NEW YORK—Global information analytics business Elsevier is working together with a set of evaluation partners that includes industry leaders such as Boehringer Ingelheim, Eli Lilly and Co., Pierre Fabre, Sanofi, Servier and others to develop a new and improved drug-drug interaction risk calculator (DDIRC). The updated DDIRC will help drug metabolism-pharmacokinetic (DMPK) and clinical pharmacology scientists improve patient safety and outcomes and reduce risk during pharmaceutical development.

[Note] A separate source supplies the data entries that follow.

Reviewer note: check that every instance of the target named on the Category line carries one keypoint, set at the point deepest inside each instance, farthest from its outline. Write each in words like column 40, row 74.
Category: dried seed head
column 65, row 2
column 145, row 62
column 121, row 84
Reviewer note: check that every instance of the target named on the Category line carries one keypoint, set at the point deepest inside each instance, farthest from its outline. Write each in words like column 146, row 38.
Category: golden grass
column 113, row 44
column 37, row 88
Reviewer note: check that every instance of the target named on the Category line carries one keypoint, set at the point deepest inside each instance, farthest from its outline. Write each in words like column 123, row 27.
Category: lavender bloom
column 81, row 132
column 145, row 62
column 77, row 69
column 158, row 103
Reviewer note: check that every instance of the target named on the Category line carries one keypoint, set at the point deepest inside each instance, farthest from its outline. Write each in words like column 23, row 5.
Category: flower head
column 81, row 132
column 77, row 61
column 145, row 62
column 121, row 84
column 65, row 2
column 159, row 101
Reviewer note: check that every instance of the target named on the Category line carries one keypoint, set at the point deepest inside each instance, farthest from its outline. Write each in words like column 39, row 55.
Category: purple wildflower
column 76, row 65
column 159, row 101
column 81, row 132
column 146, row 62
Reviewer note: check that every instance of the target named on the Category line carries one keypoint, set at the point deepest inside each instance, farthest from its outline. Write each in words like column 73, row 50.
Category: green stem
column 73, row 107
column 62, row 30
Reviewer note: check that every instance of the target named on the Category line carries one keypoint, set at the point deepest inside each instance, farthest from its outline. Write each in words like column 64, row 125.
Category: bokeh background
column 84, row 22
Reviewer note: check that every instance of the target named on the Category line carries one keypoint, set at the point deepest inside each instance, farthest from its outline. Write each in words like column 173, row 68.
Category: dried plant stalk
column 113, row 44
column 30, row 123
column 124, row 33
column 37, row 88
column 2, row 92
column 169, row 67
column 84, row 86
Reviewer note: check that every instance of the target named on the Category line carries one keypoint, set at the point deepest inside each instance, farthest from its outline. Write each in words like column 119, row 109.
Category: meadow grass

Adverse drug reactions (ADRs) are a serious problem worldwide, noted Elsevier, pointing out that in Europe, 197,000 deaths per year are attributed to ADRs. The FDA estimates that over 106,000 people die every year due to ADRs and, in the U.S. alone, the cost to the medical care system is an estimated $200 billion per year. One reason for the increase in ADRs is the growth in prescription use, especially among aging populations where drug-drug interactions (DDIs) are more likely. Currently, 9 percent of Americans over age 55 take 10 or more drugs, which greatly increases the likelihood of DDIs and ADRs.
As such, Elsevier noted, pharmaceutical companies not only have to ensure that their drug is safe for use and effective at treating its primary targets, but they also have to ensure that that same drug is equally safe and effective when interacting with potentially thousands of other drugs—an ever-more difficult task.
As DDIRC is a “mechanistic static” modeling calculator, it reportedly can be used to predict interactions early on—when information on the drug candidate is limited—through to later stages of drug development. It also allows fast predictions, for quick responses to questions from regulatory bodies or physicians.
“Elsevier’s PharmaPendium team has collected the background data, and the DDIRC can potentially help us put that data to work to broadly understand DDI implications,” said Jessica Rehmel, a consultant scientist with Eli Lilly. “We look forward to quickly evaluating and helping to develop this quantitative risk assessment tool.”
This joint project between Elsevier’s PharmaPendium team and a group of leading pharma companies will develop and test, for the first time, a new DDIRC that can analyze both internal and external data. It will include additional models that can, for example, assess the risk of transporter-mediated DDIs or better assess the risk of DDIs due to polypharmacy, and will deliver accurate, shareable and actionable insights.
“Because patient safety has always been a priority for Servier, we want to make sure that our drugs are optimally co-administered. Predicting pharmacokinetic drug-drug interactions with the maximum of relevance, precision and reactivity is therefore essential,” declared Yannick Parmentier, head of the Biopharmaceutical Research Department at Servier. “It starts by anticipating the risk at the research stage, including it in the decision process, to mastering the benefit risk ratio in development phase, optimizing clinical DDI trials as well as following up potential combinations with new drugs appearing on the market in the clinical practice. DDIRC is therefore an essential tool in those perspectives and enables rapid responses, hence decisions, on the interaction risks. In addition, because the tool will be used by a large community of users, it will allow also to harmonize the way to predict DDI to the benefit of the patient.”
“The healthcare industry’s ability to treat more and more ailments has enabled people to live longer and more fruitful lives, but with that benefit also comes the grave risk of complications when those drugs interact,” said Guenther Kurapkat, senior vice president of Life Science Solutions at Elsevier. “Researchers developing drugs need tools that can take their valuable internal data and cross-reference it against what’s available in public regulatory filings to get a broader view into how their drugs may interact with others. That’s why we are developing this new DDIRC alongside the pharma companies who will depend on it to ensure that key decisions are made with the most predictive insights.